Imaginer se fusionner l'apprentissage automatique permis par l'IA et l'informatique quantique, c'est voir deux des domaines scientifiques les plus avancées unir leurs forces. Une promesse de résoudre des problèmes autrefois insolubles, mais également de transformer notre compréhension de la technologie.
Même si l'informatique quantique a réalisé des progrès prometteurs ces dernières années, nous ne sommes pas réellement entrés dans l'ère quantique. Certes, OVH a déjà son propre ordinateur quantique et Google s'empresse de travailler le chiffrement des siens. Nous sommes même conscients des risques en termes de cybersécurité que peuvent représenter ces machines douées d'une puissance de calcul phénoménal. Toutefois, le chemin est (très) encore long avant de pouvoir affirmer que l'informatique quantique fait partie de notre quotidien.

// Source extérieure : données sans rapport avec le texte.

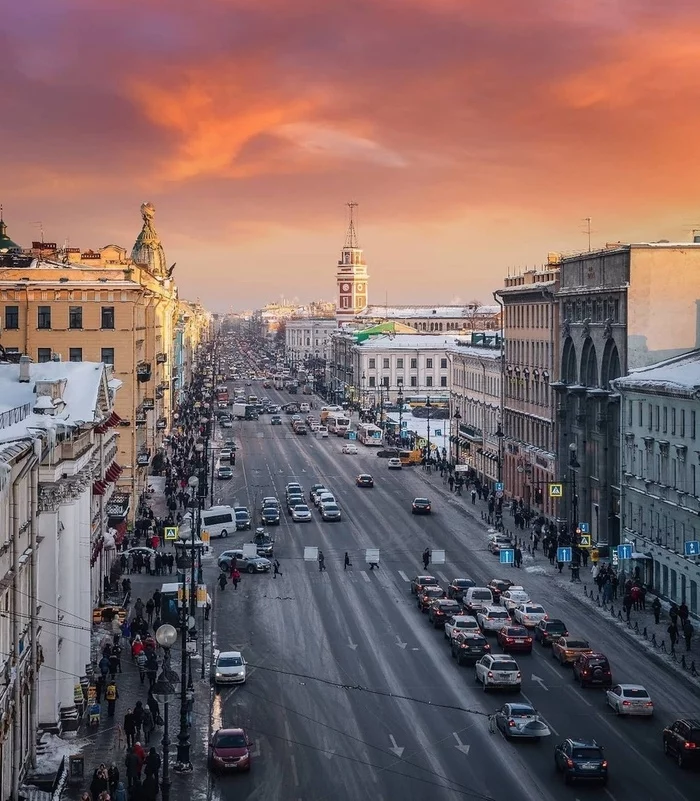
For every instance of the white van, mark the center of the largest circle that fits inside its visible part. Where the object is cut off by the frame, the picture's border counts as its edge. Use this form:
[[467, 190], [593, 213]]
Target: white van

Depuis l'émergence des systèmes d'IA, une nouvelle voie de la recherche s'est ouverte : celle de l'exploration de l'apprentissage automatique quantique. Des acteurs du privé comme IBM et Google sont déjà pleinement investis dedans, ainsi que des start-up comme IonQ ou Rigetti. Le milieu académique lui non plus n'est pas à la traîne : le CERN (Organisation européenne pour la recherche nucléaire) mène également ses propres recherches dans le domaine. Quelles sont donc les ambitions de cette convergence technologique ?
L'apprentissage automatique quantique : un game changer ?
Pourquoi envisage-t-on d'introduire l'informatique quantique dans ce domaine précis ? Sofia Vallecorsa, chercheuse au CERN, explique cette perspective : « Notre idée est d'utiliser des ordinateurs quantiques pour accélérer ou améliorer les modèles d'apprentissage automatique classiques ». Toutefois, rien n'est encore joué. Les spécialistes doivent encore établir la preuve fondamentale que l'apprentissage automatique quantique a l'avantage sur son homologue classique.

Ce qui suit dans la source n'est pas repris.